Lee Hardman, MUFG's currency analyst based in London said "optimism" over a "cross-party deal to break the impasse" had extended the move higher in sterling.
Traders heading into a three-day weekend in London may also be trimming any short positions in the pound in case they are caught out by positive news in the Brexit talks when markets are closed.
Jeremy Corbyn, leader of Britain's Labour Party, said on Friday that the results of local elections held around the country the previous day should spur lawmakers to find a way to "get a deal done" to leave the EU.
He was quoted by ITV as saying there was now a "huge impetus" on every lawmaker to deliver a deal.
Against the dollar, the pound surged more than a percent to $1.3175, a one-month high.
Against the euro, the pound surged 0.9 percent to 84.98 pence, a new one-month high.

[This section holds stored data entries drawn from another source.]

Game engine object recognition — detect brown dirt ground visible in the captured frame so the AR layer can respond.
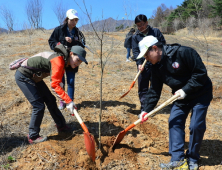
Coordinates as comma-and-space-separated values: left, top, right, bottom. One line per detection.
0, 29, 222, 170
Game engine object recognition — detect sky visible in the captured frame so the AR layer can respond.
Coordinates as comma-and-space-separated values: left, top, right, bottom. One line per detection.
0, 0, 185, 30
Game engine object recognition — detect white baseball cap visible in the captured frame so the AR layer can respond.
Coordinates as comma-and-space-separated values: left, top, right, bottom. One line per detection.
66, 9, 79, 19
136, 36, 158, 59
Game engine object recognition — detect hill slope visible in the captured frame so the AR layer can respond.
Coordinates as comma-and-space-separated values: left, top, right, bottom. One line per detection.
0, 29, 222, 169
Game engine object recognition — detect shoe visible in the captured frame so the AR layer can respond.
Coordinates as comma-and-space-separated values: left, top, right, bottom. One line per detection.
56, 124, 76, 133
58, 101, 66, 110
27, 135, 47, 144
159, 159, 188, 169
126, 59, 131, 62
188, 161, 198, 170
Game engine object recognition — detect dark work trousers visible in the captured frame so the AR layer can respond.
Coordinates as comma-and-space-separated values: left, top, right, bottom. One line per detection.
15, 70, 66, 139
137, 66, 151, 111
168, 102, 210, 163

Investors have been broadly impervious to tepid economic data this week and relatively hawkish comments from the Bank of England at a policy meeting on Thursday.
The BoE said on Thursday that markets should expect interest rates to rise more in the next few years than they currently assume, if the economy grows as policymakers expect and inflation is brought back to target.
Trading in the pound has become far less volatile as investors sit on the sidelines while British politicians try to find a way out of a deadlock over Brexit.
Britain will not leave the EU until possibly the end of October after London and Brussels agreed a delay.
But Friday's moves underscored how sensitive markets remain to the prospect of any deal.
"Hopefully, both the political parties draw their conclusions after yesterday," said Kenneth Broux, a currency strategist at Societe Generale in London, referring to the local elections.
Prime Minister Theresa May's Conservatives and the Labour Party were both punished by voters, who blame them for the deadlock over Brexit, partial results showed.